Although, therefore, one might hope for some coherence in the way that any single part of the public sector might approach the marketplace, there are as many differences
of view about procurement policy within and between departments as there are between companies in the private sector - and all of them are the product of a huge amount of personal, organisational and financial investment. The idea of imposing a “one-size-fits-all” model would therefore be misguided, and any attempt to do so will be at the cost of the more realistic aspiration for collaboration and coherence.

Having found the many individuals who make up the leadership of public procurement, there then needs to be some constraint on their powers of discretion. Clearly, discretion is an instrument of judgment, but discretion also opens the door to corruption; and although it would be a sad world if the base assumption were that people will act dishonestly unless prevented from doing so, tax and rate payers are entitled to see transparent structures and processes that allow no hiding places for dishonest behaviour.

Even within those constraints, there are still wider considerations to which the private sector need pay little attention.
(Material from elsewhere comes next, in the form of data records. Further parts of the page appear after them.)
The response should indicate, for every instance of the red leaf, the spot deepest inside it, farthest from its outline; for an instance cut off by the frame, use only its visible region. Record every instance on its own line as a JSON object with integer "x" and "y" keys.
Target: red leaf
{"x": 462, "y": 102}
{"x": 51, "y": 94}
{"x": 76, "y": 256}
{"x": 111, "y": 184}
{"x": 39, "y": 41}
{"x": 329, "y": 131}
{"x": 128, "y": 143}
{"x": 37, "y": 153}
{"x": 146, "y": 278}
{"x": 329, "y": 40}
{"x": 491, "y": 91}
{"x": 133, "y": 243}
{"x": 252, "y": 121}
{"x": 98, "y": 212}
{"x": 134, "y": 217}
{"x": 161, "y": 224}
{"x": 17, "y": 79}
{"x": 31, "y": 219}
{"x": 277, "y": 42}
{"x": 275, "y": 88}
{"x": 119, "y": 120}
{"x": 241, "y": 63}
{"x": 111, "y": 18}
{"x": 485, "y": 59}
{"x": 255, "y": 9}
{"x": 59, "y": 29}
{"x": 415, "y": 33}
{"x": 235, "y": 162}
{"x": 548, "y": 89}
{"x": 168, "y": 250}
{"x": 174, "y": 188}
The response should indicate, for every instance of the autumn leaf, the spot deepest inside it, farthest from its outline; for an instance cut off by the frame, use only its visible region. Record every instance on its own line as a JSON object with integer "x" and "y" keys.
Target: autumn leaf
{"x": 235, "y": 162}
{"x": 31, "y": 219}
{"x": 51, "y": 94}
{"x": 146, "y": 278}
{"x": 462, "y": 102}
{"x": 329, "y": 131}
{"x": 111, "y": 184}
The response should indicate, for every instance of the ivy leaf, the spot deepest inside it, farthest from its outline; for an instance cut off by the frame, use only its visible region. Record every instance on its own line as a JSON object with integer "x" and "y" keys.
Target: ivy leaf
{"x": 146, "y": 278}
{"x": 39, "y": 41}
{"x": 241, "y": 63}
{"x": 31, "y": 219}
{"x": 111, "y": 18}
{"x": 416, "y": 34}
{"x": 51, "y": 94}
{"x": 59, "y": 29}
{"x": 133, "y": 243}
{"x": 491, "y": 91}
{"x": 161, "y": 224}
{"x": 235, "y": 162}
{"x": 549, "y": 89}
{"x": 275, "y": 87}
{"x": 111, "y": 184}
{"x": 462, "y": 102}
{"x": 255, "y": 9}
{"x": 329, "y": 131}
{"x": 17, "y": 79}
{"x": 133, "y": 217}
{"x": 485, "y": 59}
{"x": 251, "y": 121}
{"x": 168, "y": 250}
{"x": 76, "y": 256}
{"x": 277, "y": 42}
Taking as an example the current preference for working with fewer players in a supply chain, although individual departments and authorities might do that, a list of the top 30 or so contractors working right across the public sector unsurprisingly (given its share of total construction spend) broadly coincides with a list of the top 30 companies in the industry. If that were not so, then protests could be expected to follow, as it would suggest a degree of favouritism. Furthermore if one were to try and consolidate the work within this cohort of leading businesses, there would be further protest that this disadvantages SMEs and local business - and local business is, of course, the proper concern of constituency MPs.

And all of this, already difficult enough, is wrapped in the riddle that is the EU procurement process, the complexity and bureaucracy of which is so onerous, need we say more? If you are a private sector client be thankful you don’t have to go through it.

Central and local government therefore has, across the whole range of its workload, a vested interest in an industry that is healthy in all of its parts - and, indeed, an economic duty to try and make that so. So to add to all other complexities, the government tends to burden procurement with the expectation that it can serve a range of sometimes disparate policy goals.

As a colleague at the department advised me when I began here, the purpose of government is to provide services to citizens, not to feed the industry. Of course the purpose of business is to provide returns to shareholders. Where these two interests overlap is where we must set our shared agenda.

The question is how a network as huge and diverse as the public sector client base can build a relationship with an industry that is no less diverse, nurturing businesses that are collaborative in their input and competitive in their output, and fostering others to grow into the same position, keeping down the barriers not just to entry, but to each step up the growth ladder.

So there’s the challenge. As to how to guarantee success - well, about that I really would appreciate some advice.